Behaviour in and around the school is good. Pupils are caring, kind and considerate to others. They listen to adults and quickly get on with their learning.

There is little disruption to learning.

Staff enjoy working at this school. They feel supported by leaders and are rarely absent from work.

Despite this, there are some staff that say their workload is challenging. They feel that this affects their well-being. Leaders have started to review the systems and procedures across the school to help manage teachers' workload.

They are keen to support staff in this area.


The arrangements for safeguarding are effective.

Systems for staff to report concerns are straightforward and are understood by staff.

The person responsible for safeguarding is quick to follow up any concerns. Leaders make sure that all staff get regular safeguarding training. This helps them to be up to date with the most recent guidance.

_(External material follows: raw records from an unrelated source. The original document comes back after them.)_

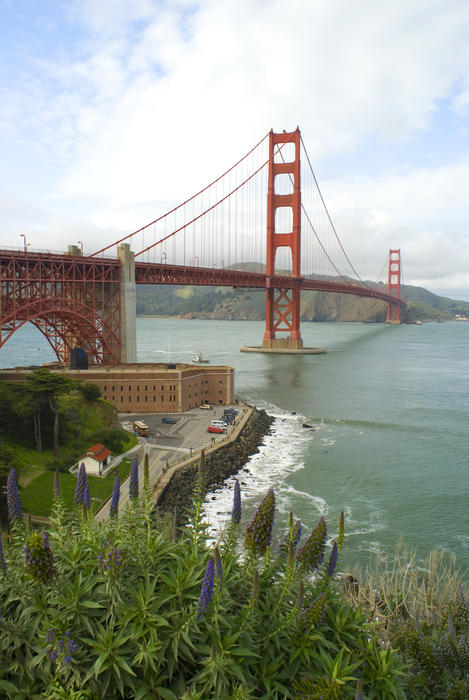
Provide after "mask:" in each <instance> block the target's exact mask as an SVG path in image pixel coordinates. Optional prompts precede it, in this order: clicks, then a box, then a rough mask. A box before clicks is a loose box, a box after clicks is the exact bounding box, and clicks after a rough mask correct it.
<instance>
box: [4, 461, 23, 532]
mask: <svg viewBox="0 0 469 700" xmlns="http://www.w3.org/2000/svg"><path fill="white" fill-rule="evenodd" d="M7 507H8V519H9V520H10V522H12V523H14V522H15V521H16V520H18V519H19V518H21V501H20V497H19V495H18V482H17V480H16V469H15V468H14V467H12V468H11V469H10V471H9V472H8V478H7Z"/></svg>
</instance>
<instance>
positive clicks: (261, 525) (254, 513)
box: [244, 488, 275, 556]
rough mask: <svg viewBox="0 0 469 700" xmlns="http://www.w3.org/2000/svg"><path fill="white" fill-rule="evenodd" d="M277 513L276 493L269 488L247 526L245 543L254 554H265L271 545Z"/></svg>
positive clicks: (247, 547)
mask: <svg viewBox="0 0 469 700" xmlns="http://www.w3.org/2000/svg"><path fill="white" fill-rule="evenodd" d="M274 515H275V495H274V492H273V489H271V488H270V489H269V490H268V491H267V493H266V495H265V496H264V498H263V500H262V501H261V503H260V504H259V506H258V508H257V510H256V512H255V513H254V515H253V517H252V520H251V522H250V523H249V525H248V526H247V528H246V538H245V541H244V545H245V547H246V549H247V550H249V551H250V552H251V554H253V555H254V556H258V555H261V554H264V553H265V551H266V549H267V547H268V546H269V545H270V541H271V538H272V528H273V525H274Z"/></svg>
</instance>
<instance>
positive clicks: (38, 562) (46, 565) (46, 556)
mask: <svg viewBox="0 0 469 700" xmlns="http://www.w3.org/2000/svg"><path fill="white" fill-rule="evenodd" d="M23 551H24V565H25V568H26V570H27V571H28V573H29V574H31V576H32V577H33V578H35V579H36V580H38V581H42V582H43V583H45V582H46V581H49V580H50V579H51V578H52V577H53V576H55V574H56V572H57V569H56V566H55V558H54V555H53V553H52V549H51V548H50V544H49V535H48V534H47V532H37V530H36V531H34V532H32V533H31V534H30V535H29V536H28V539H27V540H26V544H25V545H24V550H23Z"/></svg>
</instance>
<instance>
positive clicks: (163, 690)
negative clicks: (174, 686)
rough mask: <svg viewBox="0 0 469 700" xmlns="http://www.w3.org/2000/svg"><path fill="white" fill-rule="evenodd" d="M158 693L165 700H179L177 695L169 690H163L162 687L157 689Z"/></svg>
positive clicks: (160, 687)
mask: <svg viewBox="0 0 469 700" xmlns="http://www.w3.org/2000/svg"><path fill="white" fill-rule="evenodd" d="M156 692H157V693H158V694H159V695H161V697H162V698H163V700H178V698H177V695H174V693H172V692H171V691H170V690H168V689H167V688H162V687H161V686H158V687H157V688H156Z"/></svg>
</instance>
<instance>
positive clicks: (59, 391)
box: [26, 369, 79, 458]
mask: <svg viewBox="0 0 469 700" xmlns="http://www.w3.org/2000/svg"><path fill="white" fill-rule="evenodd" d="M26 386H27V387H28V388H29V390H30V391H31V394H32V396H33V397H34V399H35V402H36V404H35V423H34V425H35V430H36V426H38V433H39V434H40V433H41V426H40V422H39V424H38V421H40V411H41V408H42V406H43V405H44V403H47V405H48V407H49V408H50V410H51V411H52V414H53V416H54V428H53V445H54V454H55V456H56V457H57V458H59V457H60V448H59V398H60V396H63V395H64V394H68V393H70V392H71V391H73V390H74V389H77V388H78V386H79V381H78V380H77V379H70V378H68V377H64V376H62V375H60V374H59V373H57V372H49V370H47V369H36V370H34V372H32V374H30V375H29V376H28V377H27V378H26Z"/></svg>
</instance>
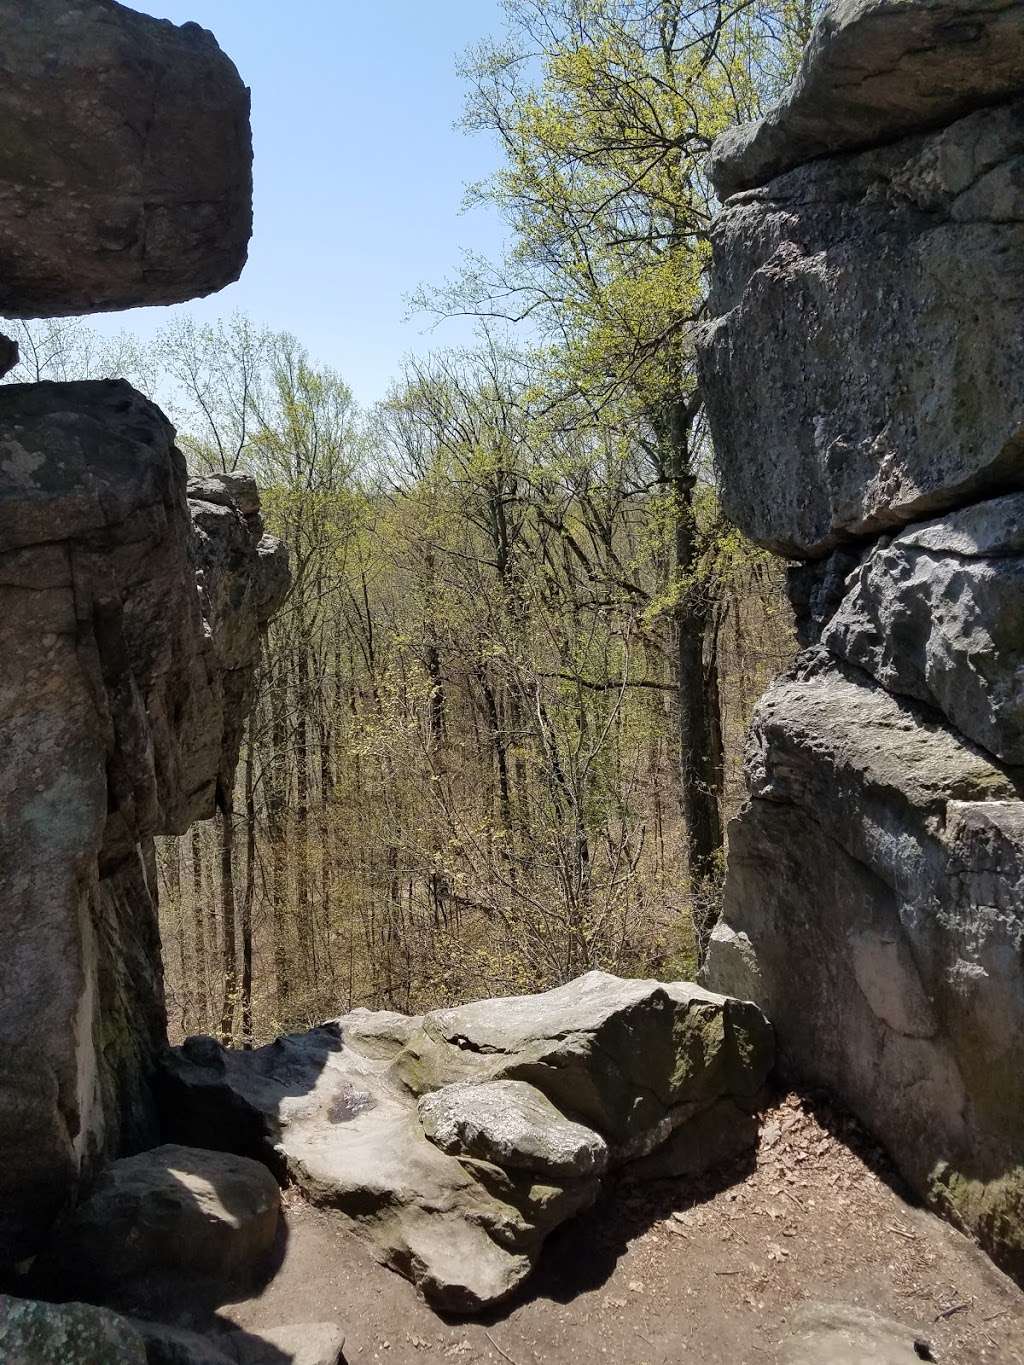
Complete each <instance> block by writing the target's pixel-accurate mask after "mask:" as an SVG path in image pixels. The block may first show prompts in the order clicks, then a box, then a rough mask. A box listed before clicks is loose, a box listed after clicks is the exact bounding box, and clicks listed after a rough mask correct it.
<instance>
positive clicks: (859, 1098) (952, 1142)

Staff know pupils well and are quick to pick up if they have any worries or concerns. Teachers provide training for pupils relating to keeping safe when they are online or in the community. Evidence shows that staff recruited to work in school are checked to ensure that they pose no threat to pupils.

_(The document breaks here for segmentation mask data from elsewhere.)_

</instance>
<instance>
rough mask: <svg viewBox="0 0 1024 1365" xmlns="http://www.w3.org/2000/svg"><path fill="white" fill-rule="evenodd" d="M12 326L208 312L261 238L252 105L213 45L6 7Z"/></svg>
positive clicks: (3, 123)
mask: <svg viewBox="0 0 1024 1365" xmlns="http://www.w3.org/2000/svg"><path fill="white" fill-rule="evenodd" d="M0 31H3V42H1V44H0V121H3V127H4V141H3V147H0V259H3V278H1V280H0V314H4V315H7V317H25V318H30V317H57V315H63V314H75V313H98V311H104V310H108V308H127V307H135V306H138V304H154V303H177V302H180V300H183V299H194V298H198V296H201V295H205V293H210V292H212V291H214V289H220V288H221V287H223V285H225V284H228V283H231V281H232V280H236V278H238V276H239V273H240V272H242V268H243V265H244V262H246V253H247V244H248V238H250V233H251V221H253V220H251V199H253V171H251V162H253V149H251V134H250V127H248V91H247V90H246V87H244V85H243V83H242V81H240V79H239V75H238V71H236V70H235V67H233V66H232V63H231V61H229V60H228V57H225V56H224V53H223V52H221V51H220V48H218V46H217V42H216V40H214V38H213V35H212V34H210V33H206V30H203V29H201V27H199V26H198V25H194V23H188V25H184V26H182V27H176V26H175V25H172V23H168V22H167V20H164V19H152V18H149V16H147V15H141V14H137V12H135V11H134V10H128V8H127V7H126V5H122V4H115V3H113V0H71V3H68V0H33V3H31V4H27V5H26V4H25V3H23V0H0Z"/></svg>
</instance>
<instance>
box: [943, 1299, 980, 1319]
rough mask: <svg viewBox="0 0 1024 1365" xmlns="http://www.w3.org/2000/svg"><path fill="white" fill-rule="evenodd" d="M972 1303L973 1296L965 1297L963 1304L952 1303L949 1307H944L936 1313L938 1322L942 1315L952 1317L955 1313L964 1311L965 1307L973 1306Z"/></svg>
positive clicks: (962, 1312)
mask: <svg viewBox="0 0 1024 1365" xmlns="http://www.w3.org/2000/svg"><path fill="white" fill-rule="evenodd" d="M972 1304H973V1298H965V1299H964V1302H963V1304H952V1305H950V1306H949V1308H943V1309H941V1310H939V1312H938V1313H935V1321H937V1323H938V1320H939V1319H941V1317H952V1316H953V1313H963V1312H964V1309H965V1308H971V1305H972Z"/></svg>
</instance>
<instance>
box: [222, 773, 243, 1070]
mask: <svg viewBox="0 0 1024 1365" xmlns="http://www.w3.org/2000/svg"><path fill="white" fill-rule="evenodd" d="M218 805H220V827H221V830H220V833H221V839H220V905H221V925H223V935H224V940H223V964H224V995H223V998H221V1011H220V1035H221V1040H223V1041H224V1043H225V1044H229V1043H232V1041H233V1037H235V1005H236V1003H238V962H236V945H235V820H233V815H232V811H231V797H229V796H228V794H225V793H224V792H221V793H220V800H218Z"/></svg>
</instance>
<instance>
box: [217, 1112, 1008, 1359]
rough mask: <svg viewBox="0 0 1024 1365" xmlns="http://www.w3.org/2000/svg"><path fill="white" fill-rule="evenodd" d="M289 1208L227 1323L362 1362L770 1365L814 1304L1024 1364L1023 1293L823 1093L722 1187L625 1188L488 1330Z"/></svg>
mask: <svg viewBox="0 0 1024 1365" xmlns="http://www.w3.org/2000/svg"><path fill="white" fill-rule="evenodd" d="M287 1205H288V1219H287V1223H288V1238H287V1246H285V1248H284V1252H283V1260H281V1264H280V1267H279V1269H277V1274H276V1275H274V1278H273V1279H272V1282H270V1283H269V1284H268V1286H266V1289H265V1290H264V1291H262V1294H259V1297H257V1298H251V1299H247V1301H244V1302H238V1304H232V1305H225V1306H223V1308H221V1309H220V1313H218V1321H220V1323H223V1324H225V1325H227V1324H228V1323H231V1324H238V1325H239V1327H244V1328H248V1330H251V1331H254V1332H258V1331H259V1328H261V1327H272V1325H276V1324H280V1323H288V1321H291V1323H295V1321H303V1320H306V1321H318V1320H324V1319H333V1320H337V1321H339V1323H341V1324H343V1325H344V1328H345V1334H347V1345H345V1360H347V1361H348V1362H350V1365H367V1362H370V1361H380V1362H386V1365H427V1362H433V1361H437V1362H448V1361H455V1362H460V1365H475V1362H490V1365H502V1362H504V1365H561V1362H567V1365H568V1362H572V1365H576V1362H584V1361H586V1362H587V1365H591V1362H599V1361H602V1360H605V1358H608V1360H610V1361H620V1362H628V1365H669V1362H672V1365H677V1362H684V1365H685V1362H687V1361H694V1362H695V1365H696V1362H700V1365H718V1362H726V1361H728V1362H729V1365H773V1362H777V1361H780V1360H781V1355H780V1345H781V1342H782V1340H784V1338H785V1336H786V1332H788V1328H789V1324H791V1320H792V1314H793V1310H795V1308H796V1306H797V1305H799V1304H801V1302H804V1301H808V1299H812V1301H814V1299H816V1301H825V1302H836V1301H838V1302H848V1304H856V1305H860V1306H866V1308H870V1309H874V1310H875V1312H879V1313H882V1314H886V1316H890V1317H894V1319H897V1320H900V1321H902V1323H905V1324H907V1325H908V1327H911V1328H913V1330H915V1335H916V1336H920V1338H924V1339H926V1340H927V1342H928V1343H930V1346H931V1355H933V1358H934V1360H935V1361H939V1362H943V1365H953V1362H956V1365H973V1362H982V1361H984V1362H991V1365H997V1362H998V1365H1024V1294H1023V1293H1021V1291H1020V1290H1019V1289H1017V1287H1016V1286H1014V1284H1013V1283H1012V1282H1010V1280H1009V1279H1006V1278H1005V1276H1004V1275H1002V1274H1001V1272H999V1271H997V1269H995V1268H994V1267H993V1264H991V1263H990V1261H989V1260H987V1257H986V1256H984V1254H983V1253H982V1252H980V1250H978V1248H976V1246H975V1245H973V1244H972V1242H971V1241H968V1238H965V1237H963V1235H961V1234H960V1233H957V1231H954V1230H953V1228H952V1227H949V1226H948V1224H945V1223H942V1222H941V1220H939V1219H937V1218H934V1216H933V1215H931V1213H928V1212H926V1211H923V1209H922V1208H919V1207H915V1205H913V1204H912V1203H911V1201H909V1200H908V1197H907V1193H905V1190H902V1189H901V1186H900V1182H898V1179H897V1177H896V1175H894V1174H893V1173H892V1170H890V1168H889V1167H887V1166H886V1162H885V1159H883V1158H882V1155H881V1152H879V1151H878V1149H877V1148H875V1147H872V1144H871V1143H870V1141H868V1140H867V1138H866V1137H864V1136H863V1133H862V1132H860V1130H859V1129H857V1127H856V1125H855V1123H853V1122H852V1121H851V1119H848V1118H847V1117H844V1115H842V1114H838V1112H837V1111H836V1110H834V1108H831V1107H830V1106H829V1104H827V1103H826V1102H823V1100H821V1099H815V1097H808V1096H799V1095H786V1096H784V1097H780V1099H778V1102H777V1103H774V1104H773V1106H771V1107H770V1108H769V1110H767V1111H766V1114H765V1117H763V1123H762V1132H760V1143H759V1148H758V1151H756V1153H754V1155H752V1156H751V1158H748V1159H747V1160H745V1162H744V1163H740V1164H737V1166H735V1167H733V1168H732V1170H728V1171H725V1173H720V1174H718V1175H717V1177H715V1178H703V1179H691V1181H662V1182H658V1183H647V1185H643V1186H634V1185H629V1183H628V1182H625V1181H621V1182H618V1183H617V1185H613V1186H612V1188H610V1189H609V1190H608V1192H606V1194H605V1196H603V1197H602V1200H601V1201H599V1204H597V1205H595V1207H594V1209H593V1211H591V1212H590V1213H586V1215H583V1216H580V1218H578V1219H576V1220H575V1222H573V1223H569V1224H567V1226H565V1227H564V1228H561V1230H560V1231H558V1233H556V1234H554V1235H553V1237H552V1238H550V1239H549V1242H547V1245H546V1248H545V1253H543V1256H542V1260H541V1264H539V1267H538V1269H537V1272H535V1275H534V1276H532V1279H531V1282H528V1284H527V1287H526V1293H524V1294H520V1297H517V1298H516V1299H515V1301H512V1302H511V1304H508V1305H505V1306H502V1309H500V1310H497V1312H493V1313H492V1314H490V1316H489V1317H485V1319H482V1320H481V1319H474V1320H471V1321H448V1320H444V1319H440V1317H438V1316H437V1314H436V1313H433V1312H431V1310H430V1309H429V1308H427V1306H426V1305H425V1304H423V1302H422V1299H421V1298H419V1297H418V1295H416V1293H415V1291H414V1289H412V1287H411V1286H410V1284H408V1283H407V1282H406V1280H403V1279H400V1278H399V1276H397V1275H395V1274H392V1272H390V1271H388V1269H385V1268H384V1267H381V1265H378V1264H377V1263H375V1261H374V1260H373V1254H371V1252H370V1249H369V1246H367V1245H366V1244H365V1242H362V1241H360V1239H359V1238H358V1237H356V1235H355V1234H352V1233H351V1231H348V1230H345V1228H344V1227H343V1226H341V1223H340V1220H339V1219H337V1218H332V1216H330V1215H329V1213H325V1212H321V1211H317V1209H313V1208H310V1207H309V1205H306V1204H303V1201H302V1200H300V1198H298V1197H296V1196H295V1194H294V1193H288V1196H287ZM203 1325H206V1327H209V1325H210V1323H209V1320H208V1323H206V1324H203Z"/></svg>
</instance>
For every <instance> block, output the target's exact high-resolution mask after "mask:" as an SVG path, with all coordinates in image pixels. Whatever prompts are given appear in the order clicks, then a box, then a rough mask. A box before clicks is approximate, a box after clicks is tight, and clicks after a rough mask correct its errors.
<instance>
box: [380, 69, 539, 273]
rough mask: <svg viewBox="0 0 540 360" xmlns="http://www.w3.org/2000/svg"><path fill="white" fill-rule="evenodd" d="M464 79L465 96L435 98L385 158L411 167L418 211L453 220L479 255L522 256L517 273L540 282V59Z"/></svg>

Leaders work well with other professionals to ensure that pupils are kept safe.

What does the school need to do to improve?

(Information for the school and appropriate authority)

Leaders have taken effective steps to implement an ambitious and balanced curriculum. The way that pupils are taught is well planned and sequenced in science.

However, because the changes made are quite recent, there are still some gaps in pupils' learning. This is also the case in other subjects. Leaders need to make sure that recent changes become normal practice so that pupils will know and remember more.

. Teachers give pupils reading books which are sometimes too difficult for them to read. Teachers need to make sure that reading books are well matched to the phonics that pupils are learning in class.

This will help to further develop pupils' early reading. . Leaders have started to review ways in which they can reduce teacher workload.

However, as this is still in its infancy, it has not yet had an impact on improving workload for some staff. Leaders should continue to review systems and processes so that teacher workload is less of a challenge.Background

When we have judged a school to be good, we will then normally go into the school about once every four years to confirm that the school remains good.

This is called a section 8 inspection of a good school or non-exempt outstanding school. We do not give graded judgements on a section 8 inspection. However, if we find some evidence that the school could now be better than good or that standards may be declining, then the next inspection will be a section 5 inspection.

Usually this is within one to two years of the date of the section 8 inspection. If we have serious concerns about safeguarding, behaviour or the quality of education, we will convert the section 8 inspection to a section 5 inspection immediately.

This is the first section 8 inspection since we judged the school to be good on 22–23 April 2015.